Rankes historisches Denken, das weit über die Grenzen Deutschlands hinaus wirkte, enthielt ein Konzept, das spätere Historiker als »Historismus« bezeichneten und weiterentwickelten. Schon Zeitgenossen hatten Rankes Ästhetizismus, seine politische Ängstlichkeit und seine Neigung zur Harmonisierung kritisiert. Unbestreitbar lag der Verdienst des Konzepts darin, daß es die Vielfältigkeit historischer Zusammenhänge erkennbar machte und eine Historisierung des Denkens an sich einleitete. Doch lähmte es zugleich durch seine völlige Relativierung der Vergangenheit den Primat der Kritik des Historikers, da es jeder Epoche nur ihr historisches Recht, nicht aber ihr historisches Unrecht zuerkannte. Allerdings hatte Ranke selbst niemals den Anspruch erhoben, ein Theoretiker seines Faches zu sein. Für ihn lag die Aufgabe des Historikers darin, »zugleich literarisch und gelehrt« zu sein, die Historie gleichermaßen als Kunst und Wissenschaft zu betreiben.

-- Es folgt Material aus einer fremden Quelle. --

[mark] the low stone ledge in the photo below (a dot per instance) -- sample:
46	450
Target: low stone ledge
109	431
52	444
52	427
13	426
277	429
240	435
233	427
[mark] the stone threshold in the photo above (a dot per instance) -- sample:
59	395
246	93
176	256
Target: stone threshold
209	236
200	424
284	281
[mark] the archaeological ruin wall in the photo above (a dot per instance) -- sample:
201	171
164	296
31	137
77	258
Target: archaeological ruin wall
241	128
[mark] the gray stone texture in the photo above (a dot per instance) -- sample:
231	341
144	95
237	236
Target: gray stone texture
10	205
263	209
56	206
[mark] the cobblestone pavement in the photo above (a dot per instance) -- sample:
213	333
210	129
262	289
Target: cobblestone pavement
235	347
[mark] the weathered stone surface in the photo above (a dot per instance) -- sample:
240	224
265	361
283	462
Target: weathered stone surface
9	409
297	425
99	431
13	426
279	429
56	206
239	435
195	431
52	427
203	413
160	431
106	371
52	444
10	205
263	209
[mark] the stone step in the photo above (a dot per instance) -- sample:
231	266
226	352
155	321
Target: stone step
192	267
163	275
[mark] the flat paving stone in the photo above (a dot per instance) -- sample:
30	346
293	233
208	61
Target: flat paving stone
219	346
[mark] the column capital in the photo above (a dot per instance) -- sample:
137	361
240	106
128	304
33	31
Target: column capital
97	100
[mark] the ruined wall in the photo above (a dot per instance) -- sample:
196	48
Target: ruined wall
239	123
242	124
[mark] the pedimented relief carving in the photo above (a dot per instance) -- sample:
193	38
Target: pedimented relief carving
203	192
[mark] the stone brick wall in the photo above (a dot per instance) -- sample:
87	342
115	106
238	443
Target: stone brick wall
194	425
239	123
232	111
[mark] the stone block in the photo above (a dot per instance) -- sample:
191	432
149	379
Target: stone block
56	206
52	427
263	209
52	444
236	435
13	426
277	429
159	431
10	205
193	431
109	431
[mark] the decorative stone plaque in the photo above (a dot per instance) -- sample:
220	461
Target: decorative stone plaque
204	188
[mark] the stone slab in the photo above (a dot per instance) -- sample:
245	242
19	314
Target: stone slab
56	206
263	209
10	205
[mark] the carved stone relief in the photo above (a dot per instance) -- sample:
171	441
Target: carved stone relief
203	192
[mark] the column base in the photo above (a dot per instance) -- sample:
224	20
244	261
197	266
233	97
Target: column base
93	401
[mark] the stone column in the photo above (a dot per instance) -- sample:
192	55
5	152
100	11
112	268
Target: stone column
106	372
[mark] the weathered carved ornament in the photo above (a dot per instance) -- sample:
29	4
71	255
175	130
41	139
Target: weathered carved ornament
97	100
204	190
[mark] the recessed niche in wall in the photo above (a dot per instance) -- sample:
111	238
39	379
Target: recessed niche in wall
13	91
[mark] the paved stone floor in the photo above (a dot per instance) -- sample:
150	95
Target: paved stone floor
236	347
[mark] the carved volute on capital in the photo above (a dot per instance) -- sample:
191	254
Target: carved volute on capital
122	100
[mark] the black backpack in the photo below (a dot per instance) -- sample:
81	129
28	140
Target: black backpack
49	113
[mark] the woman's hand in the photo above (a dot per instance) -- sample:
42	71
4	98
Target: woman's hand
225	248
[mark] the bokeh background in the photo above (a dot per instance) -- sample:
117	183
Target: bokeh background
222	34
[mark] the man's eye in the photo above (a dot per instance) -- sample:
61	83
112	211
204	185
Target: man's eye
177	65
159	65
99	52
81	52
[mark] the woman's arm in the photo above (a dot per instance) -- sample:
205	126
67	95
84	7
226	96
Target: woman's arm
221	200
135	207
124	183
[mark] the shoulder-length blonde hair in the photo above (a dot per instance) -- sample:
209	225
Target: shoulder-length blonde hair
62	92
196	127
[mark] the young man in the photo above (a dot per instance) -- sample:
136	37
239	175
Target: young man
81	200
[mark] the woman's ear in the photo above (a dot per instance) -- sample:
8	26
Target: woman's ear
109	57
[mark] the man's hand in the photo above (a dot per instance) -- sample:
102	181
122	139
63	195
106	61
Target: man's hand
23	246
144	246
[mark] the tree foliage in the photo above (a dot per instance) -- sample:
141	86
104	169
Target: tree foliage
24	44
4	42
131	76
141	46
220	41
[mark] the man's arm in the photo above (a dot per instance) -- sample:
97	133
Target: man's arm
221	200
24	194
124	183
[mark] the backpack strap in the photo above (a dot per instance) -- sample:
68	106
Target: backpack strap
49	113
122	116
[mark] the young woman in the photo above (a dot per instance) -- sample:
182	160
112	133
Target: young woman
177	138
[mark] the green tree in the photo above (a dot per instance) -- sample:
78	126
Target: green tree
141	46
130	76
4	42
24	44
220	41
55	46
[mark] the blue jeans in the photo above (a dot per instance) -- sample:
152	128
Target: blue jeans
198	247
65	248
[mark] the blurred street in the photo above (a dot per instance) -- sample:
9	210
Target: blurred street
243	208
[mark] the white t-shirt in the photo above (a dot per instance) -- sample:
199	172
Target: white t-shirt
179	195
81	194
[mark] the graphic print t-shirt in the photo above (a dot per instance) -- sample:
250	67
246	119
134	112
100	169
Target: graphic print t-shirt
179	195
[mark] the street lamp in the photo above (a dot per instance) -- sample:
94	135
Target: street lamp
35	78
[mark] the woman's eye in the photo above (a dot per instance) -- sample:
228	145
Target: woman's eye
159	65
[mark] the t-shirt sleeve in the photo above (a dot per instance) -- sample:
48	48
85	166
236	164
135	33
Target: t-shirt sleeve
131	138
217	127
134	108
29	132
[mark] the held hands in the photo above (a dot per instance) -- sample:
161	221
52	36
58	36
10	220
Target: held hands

Seine Anstrengungen schlugen sich in zahlreichen Ehrungen und Berufungen nieder. Nachdem er 1832 in die Preußische Akademie der Wissenschaften und 1834 zum Ordinarius in Berlin berufen worden war, folgte 1841 seine Ernennung zum Historiographen des preußischen Staates. Obwohl Ranke politisch den Konservativen nahestand, wie »Das Politische Gespräch« (1836), neben den »Großen Mächten« (1833) eine seiner wichtigsten Abhandlungen, erkennen läßt, lehnte er zeitlebens den übersteigerten Nationalismus der borussischen Geschichtsschreibung eines Treitschke oder Droysen ab.

Zu seinen weiteren Hauptwerken zählen neben der »Deutschen Geschichte im Zeitalter der Reformation « (6 Bände, 1839 - 1847) auch die »Neun Bücher preußischer Geschichte« (3 Bände, 1847 - 1848, erweitert zu »Zwölf Bücher preußischer Geschichte«, 1878 - 1879) sowie die »Französische Geschichte im 16. und 17. Jahrhundert« (5 Bände, 1852 - 1861) und die »Englische Geschichte vornehmlich im 17. Jahrhundert« (7 Bände, 1859 - 1868). Noch als 80jähriger krönte Ranke sein Werk mit einer »Weltgeschichte«. Sie mußte allerdings unvollendet bleiben: Am 23. Mai 1886 starb Leopold von Ranke im Alter von 91 Jahren in Berlin.